Thursday, 7 July 2016, 7:10:14 pm


Autor zdjęcia: Paweł Jańczyk/korona-kielce.pl - oficjalna strona Korony Kielce

Maciej Górski dla 2x45: Faulowałem Załuskę, ale rzut karny był ewidentny, a Gonzalez sam przyznał, że powinien wylecieć

Autor: rozmawiał Przemysław Michalak
2017-05-20 13:48:09

Dla kibiców Korony Kielce - jeden z bohaterów. Dla kibiców Wisły Kraków i wielu postronnych obserwatorów - oszust. Maciej Górski po spotkaniu z "Białą Gwiazdą" został naznaczony jako wielki cwaniak, który nabierał mało doświadczonego sędziego. Rozmawiamy z samym zainteresowanym, który przedstawia argumenty na swoją obronę. - Mamy przykład, jak telewizja potrafi wypaczyć obraz całej sytuacji. Przy rzucie karnym skupiono się na dotknięciu mnie w plecy, a chodziło o podcięcie. A powodem wyrzucenia Ivana Gonzaleza nie było muśnięcie mojej twarzy, tylko kolejne tego dnia celowe nadepnięcie na moją stopę metalowymi korkami. Wyrok jednak wydano, nim ktokolwiek dokładnie przeanalizował te sytuacje - mówi www.2x45.info napastnik wypożyczony do Korony z Jagiellonii Białystok.
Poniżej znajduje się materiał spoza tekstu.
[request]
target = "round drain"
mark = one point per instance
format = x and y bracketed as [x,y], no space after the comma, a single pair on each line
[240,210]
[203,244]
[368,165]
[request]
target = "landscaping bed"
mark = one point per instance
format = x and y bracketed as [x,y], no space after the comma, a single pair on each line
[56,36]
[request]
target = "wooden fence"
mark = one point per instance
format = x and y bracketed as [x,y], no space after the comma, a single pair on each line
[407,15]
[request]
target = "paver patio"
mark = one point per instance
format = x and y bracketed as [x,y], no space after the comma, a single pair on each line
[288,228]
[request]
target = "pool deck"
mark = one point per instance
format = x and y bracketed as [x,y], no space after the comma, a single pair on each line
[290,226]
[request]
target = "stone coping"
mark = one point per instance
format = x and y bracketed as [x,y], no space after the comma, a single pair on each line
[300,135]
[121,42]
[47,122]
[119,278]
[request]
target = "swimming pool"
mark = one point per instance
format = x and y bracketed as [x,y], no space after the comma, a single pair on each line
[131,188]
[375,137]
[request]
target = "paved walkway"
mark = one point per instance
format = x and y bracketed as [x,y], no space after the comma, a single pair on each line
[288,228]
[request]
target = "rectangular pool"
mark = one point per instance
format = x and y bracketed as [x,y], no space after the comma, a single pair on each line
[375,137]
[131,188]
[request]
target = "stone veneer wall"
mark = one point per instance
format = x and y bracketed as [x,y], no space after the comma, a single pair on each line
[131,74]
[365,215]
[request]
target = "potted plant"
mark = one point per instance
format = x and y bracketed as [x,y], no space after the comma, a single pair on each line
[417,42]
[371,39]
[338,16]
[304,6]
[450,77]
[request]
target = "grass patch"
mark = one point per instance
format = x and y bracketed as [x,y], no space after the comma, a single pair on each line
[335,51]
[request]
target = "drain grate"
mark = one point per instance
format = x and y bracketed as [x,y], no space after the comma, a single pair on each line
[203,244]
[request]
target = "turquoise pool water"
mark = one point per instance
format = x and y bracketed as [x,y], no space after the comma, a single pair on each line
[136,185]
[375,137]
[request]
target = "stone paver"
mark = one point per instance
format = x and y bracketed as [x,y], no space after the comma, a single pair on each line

Przemysław Michalak (www.2x45.info): - W kieleckim gronie zapewne byłeś chwalony po meczu z Wisłą Kraków, ale reszta obserwatorów mocno cię krytykowała z powodu zachowania przy rzucie karnym i drugiej żółtej kartce Ivana Gonzaleza. Słusznie?
Maciej Górski:
- Nie, dziś w obu przypadkach zachowałbym się tak samo. Na swoją obronę chciałbym tylko zadać pytanie tym, którzy mnie tak surowo oceniają: czy wiedzą, że piłkarze rozmawiają też między sobą? Nie jest tajemnicą, że Miguel Palanca zna się z Ivanem Gonzalezem. I tak się składa, że Gonzalez po meczu przekazał Miguelowi, że za tamto spięcie nie powinien dostać drugiej żółtej kartki, tylko od razu czerwoną, bo celowo mnie zdeptał. Do podcięcia przy rzucie karnym też się przyznał. Ja z kolei przyznaję się, że faulowałem Łukasza Załuskę tuż przed drugim golem, ale nie jest moją pracą, aby w takiej sytuacji biec za sędzią i domagać się, żeby anulował bramkę i przyznał Wiśle rzut wolny. Nie oszukujmy się.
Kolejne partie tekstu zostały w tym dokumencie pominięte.